Une page sombre enfin examinée
Premier chef du gouvernement du Congo indépendant en 1960, Patrice Lumumba avait été renversé quelques mois seulement après l’indépendance. Transféré dans la région sécessionniste du Katanga, il fut exécuté le 17 janvier 1961 par des séparatistes soutenus par des mercenaires belges. Son corps avait été dissous dans l’acide. À ce jour, aucun procès pénal n’avait jamais été organisé sur cette affaire, qui marque une des pages les plus controversées de la relation entre la Belgique et son ancienne colonie.

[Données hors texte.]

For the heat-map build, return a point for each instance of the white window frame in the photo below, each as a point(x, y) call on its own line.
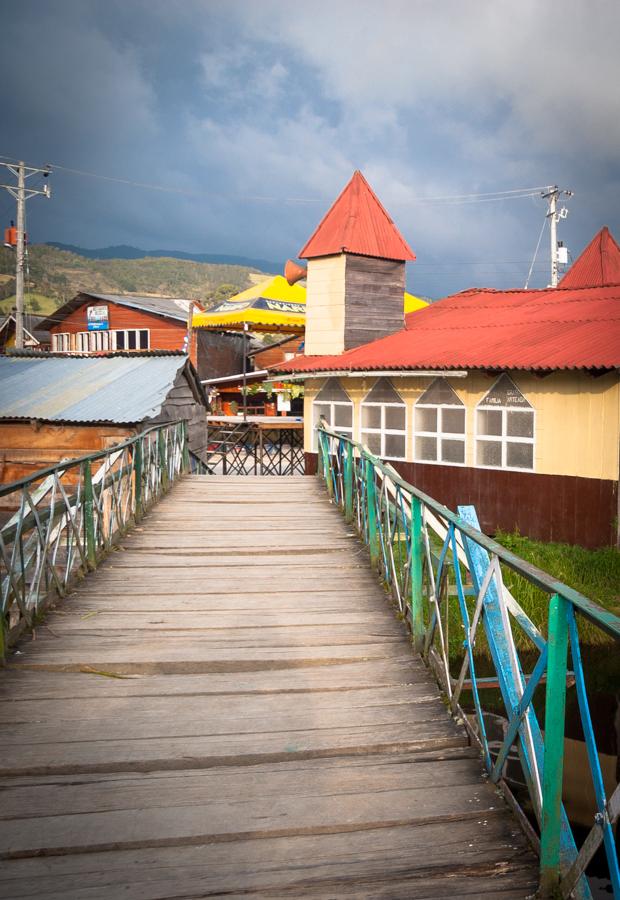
point(504, 438)
point(91, 339)
point(440, 435)
point(62, 337)
point(382, 430)
point(332, 405)
point(126, 332)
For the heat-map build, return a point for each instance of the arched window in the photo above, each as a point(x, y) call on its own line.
point(384, 421)
point(334, 404)
point(440, 425)
point(505, 428)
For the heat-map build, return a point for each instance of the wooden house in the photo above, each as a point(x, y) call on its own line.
point(96, 323)
point(59, 407)
point(509, 400)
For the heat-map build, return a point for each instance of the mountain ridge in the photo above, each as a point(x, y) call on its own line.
point(127, 251)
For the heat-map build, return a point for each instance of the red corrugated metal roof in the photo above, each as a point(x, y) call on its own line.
point(487, 329)
point(598, 264)
point(357, 223)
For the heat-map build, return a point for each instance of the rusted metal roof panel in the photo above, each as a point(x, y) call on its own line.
point(488, 329)
point(357, 223)
point(119, 389)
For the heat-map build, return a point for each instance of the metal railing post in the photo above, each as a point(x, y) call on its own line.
point(373, 542)
point(89, 516)
point(185, 446)
point(417, 610)
point(348, 483)
point(162, 460)
point(555, 704)
point(137, 469)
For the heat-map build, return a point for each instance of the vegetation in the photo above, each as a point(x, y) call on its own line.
point(594, 573)
point(37, 304)
point(59, 275)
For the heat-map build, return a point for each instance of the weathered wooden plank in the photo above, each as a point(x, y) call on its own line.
point(367, 859)
point(243, 817)
point(19, 686)
point(274, 735)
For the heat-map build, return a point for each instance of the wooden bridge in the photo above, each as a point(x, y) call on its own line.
point(230, 707)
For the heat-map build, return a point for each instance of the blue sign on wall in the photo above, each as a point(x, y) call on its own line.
point(97, 318)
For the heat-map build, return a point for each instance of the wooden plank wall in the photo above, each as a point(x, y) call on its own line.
point(181, 403)
point(374, 291)
point(165, 334)
point(26, 447)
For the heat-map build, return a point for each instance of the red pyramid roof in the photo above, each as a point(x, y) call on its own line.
point(357, 223)
point(599, 263)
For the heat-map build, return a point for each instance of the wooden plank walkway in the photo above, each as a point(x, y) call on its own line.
point(273, 735)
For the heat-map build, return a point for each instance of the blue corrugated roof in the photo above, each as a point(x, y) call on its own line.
point(116, 389)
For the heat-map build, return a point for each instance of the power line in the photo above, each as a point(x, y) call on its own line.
point(485, 197)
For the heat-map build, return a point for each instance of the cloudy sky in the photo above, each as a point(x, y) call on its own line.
point(247, 117)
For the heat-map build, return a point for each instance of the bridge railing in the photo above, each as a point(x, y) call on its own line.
point(65, 518)
point(446, 576)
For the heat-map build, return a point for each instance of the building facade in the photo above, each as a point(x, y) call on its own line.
point(507, 400)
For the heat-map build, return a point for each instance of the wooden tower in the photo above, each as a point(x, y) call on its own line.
point(356, 273)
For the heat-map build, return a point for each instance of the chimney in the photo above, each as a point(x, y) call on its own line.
point(356, 273)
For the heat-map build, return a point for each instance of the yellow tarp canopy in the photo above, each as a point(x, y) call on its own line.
point(272, 305)
point(412, 304)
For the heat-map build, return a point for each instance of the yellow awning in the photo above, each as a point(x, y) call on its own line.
point(412, 304)
point(272, 305)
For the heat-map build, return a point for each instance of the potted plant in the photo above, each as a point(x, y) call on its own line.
point(270, 406)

Davignon, dernier mis en cause vivant
Parmi la dizaine de fonctionnaires belges visés par la plainte déposée en 2011 par les enfants de Lumumba, Etienne Davignon est le seul encore en vie. À l’époque, diplomate stagiaire, il est soupçonné d’avoir été impliqué dans le transfert illicite de Lumumba vers le Katanga, où il risquait la mort. L’avocat de la famille, Christophe Marchand, décrit Davignon comme un « maillon d’une funeste entreprise criminelle étatique ».
Vers un procès historique
Le parquet fédéral belge a retenu contre lui le chef de participation à des crimes de guerre, notamment pour la détention et le transfert du prisonnier, ainsi que pour des traitements « humiliants et dégradants » infligés à Lumumba. Pour la famille du leader congolais, cette décision constitue un soulagement et un pas vers la reconnaissance de la responsabilité de la Belgique. Mehdi Lumumba, petit-fils de Patrice Lumumba, a déclaré : « Enfin la Belgique regarde son histoire en face. »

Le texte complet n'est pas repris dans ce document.